The market for Treasuries was relatively calm in comparison to stocks, which sold off after some Federal Reserve officials stirred investor concerns over the outlook for interest rate cuts this year.

“If equities are selling off because Kashkari said we might have no cuts this year, you’d expect [Treasury] yields to rise,” Mike Zigmont, head of trading and research at Harvest Volatility Management, said of Thursday comments by Minneapolis Federal Reserve president Neel Kashkari.

“This could just be investors dumping equities as part of a risk-off move,” Zigmont said. “If the market is reacting to Kashkari, the dollar should be being bought up, and it’s not.”

The yield on the two-year Treasury was down 0.02 percentage points at 4.65 per cent, while the dollar index was down 0.1 per cent.

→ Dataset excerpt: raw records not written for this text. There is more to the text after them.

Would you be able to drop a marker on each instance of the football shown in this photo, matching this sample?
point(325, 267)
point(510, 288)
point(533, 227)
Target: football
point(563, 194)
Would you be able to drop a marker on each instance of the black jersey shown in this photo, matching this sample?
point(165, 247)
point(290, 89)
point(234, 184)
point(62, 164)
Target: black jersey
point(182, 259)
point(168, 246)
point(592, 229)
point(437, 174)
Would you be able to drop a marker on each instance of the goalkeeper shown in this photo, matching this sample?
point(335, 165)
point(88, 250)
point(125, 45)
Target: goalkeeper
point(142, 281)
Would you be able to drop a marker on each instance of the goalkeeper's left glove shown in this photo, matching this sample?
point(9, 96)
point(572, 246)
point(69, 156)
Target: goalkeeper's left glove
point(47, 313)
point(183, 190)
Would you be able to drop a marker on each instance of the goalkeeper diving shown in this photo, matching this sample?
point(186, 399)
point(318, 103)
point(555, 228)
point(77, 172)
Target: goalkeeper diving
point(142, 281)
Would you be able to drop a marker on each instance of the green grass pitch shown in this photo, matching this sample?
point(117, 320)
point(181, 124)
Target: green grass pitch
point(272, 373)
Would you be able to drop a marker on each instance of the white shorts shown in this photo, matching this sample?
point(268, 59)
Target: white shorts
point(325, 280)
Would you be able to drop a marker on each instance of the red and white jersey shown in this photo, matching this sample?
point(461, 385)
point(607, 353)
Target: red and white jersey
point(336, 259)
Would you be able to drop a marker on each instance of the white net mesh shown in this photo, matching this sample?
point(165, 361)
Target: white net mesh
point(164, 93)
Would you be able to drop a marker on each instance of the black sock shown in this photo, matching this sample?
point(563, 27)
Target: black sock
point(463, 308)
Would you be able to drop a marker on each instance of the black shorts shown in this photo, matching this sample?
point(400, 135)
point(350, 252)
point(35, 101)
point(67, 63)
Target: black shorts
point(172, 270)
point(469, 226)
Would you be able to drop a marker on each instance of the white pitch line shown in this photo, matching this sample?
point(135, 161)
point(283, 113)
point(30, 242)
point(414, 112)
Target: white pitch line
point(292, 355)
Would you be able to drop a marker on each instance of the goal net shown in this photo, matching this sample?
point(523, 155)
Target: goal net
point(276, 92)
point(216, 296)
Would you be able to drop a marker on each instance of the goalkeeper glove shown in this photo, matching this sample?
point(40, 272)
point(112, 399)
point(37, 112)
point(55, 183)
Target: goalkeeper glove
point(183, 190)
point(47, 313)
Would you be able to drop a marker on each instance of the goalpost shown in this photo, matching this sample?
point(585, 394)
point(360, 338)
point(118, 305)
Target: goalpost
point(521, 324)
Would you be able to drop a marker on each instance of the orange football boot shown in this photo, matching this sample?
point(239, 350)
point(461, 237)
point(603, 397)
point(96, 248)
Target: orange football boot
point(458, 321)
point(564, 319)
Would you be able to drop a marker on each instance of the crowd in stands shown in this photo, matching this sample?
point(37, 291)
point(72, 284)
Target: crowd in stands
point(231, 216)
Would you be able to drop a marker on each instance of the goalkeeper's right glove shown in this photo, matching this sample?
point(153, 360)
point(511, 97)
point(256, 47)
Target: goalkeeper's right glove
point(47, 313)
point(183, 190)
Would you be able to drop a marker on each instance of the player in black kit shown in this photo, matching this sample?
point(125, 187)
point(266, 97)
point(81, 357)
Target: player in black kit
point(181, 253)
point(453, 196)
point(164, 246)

Thierry Wizman, global interest rates and currencies strategist at Macquarie Group, said Fed chair Jay Powell “sounded very dovish” following the central bank’s March rate decision “and yet the dovishness he expressed was not consistent with the Fed’s official communications that day”.

“Speakers today like Kashkari and [Austan] Goolsbee may be trying to push the center away from Powell’s views. They were expressing cautiousness on rate cuts that may be warranted given the data that we have seen in the past week.”